Am J Physiol Heart Circ Physiol 2017 Aug; :ajpheart.00282.2017
Muscle contraction induced arterial shear stress increases endothelial nitric oxide synthase phosphorylation in humans.
Casey DP, Ueda K, Wegman-Points LJ, Pierce GL
We determined if local increases in brachial artery shear during repetitive muscle contractions induce changes in protein expression of endothelial nitric oxide synthase (eNOS) and/or phosphorylated eNOS at serine 1177 (P-eNOS(ser1177)), the primary activation site on eNOS, in endothelial cells (ECs) of humans.
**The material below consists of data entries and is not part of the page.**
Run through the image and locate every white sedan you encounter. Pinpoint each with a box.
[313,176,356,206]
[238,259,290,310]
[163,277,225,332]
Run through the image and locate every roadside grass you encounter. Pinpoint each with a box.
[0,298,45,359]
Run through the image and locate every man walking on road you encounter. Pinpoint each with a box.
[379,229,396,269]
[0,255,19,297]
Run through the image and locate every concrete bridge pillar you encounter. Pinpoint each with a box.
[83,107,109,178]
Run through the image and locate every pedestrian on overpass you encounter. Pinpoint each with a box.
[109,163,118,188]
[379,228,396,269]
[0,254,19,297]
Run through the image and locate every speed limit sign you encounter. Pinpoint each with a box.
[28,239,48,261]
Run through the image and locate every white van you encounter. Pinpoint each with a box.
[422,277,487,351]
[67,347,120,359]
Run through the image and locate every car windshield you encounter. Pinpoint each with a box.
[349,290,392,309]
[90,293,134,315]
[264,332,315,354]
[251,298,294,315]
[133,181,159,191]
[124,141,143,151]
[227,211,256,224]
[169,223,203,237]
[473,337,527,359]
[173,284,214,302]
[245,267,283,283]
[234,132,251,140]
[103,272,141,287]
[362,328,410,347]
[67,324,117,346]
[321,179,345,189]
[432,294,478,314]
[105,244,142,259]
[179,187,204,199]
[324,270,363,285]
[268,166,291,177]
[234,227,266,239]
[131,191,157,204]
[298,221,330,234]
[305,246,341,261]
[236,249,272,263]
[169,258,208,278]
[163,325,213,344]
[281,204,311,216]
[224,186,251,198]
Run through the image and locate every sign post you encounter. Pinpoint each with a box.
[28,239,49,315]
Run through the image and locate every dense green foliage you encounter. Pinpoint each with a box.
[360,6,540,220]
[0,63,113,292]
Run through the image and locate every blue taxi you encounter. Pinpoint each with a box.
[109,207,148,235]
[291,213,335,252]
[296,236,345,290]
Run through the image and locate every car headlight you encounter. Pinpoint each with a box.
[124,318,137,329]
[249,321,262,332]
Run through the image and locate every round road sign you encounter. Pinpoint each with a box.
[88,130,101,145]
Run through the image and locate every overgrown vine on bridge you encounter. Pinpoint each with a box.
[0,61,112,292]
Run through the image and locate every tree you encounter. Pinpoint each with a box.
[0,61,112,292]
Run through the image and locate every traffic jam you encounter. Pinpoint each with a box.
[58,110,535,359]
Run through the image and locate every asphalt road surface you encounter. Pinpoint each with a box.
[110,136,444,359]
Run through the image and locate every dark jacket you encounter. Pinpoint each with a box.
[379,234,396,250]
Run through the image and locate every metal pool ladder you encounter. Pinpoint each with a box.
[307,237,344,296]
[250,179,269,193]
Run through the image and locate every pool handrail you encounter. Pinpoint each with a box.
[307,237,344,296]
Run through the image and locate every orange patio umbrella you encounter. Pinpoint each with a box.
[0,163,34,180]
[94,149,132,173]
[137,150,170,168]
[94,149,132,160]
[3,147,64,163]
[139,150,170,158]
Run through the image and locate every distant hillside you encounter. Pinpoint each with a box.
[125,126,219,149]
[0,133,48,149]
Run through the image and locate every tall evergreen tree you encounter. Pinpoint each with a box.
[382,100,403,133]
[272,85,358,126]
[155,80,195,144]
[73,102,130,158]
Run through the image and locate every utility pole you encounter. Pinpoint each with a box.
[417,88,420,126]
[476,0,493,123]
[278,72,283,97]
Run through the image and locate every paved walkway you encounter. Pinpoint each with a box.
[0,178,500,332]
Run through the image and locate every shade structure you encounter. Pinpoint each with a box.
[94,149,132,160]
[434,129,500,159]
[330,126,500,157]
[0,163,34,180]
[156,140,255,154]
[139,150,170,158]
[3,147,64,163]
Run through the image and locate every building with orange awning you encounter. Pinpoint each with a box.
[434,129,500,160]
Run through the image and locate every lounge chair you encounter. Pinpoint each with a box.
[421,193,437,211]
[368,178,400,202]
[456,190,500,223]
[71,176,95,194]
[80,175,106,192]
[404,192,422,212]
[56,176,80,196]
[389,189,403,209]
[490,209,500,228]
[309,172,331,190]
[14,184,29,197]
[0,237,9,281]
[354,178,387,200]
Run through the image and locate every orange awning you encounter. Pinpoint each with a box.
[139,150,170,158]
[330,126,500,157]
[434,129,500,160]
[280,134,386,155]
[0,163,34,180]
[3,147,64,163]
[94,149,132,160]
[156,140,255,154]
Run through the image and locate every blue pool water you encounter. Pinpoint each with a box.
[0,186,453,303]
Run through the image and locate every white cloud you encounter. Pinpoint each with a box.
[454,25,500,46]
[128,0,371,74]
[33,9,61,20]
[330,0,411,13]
Seven young males (25±1 yr) performed 20 separate bouts (3 min each) of rhythmic forearm exercise at 20% of max over a 2-hr period. Each bout of exercise was separated by 3 min of rest. An additional six male subjects (24±1 yr) served as time controls (no exercise). ECs were freshly isolated from the brachial artery using sterile J-wires through an arterial catheter at baseline and again following the 2 hr exercise or time control period. Expression of eNOS or P-eNOS(ser1177) in ECs was determined via immunofluorescence. Brachial artery mean shear rate was elevated compared to baseline and the time control group throughout the 2-hr exercise protocol (P<0.001). P-eNOS(ser1177) expression was increased 57% in ECs in the exercise group (0.06±0.01 vs. 0.10±0.02 a.u., P=0.02) but not in the time control group (0.08±0.01 vs. 0.07±0.01 a.u., P=0.72). In contrast, total eNOS expression did not change in either the exercise (0.13±0.04 vs. 0.12±0.03 a.u.) or time control (0.12±0.03 vs. 0.11±0.03 a.u.) group (P>0.05 for both). Our novel results suggest that elevations in brachial artery shear increase eNOS(ser1177) phosphorylation in the absence of changes in total eNOS in ECs of young healthy males, suggesting that this model is sufficient to alter post-translational modification of eNOS activity in vivo in humans.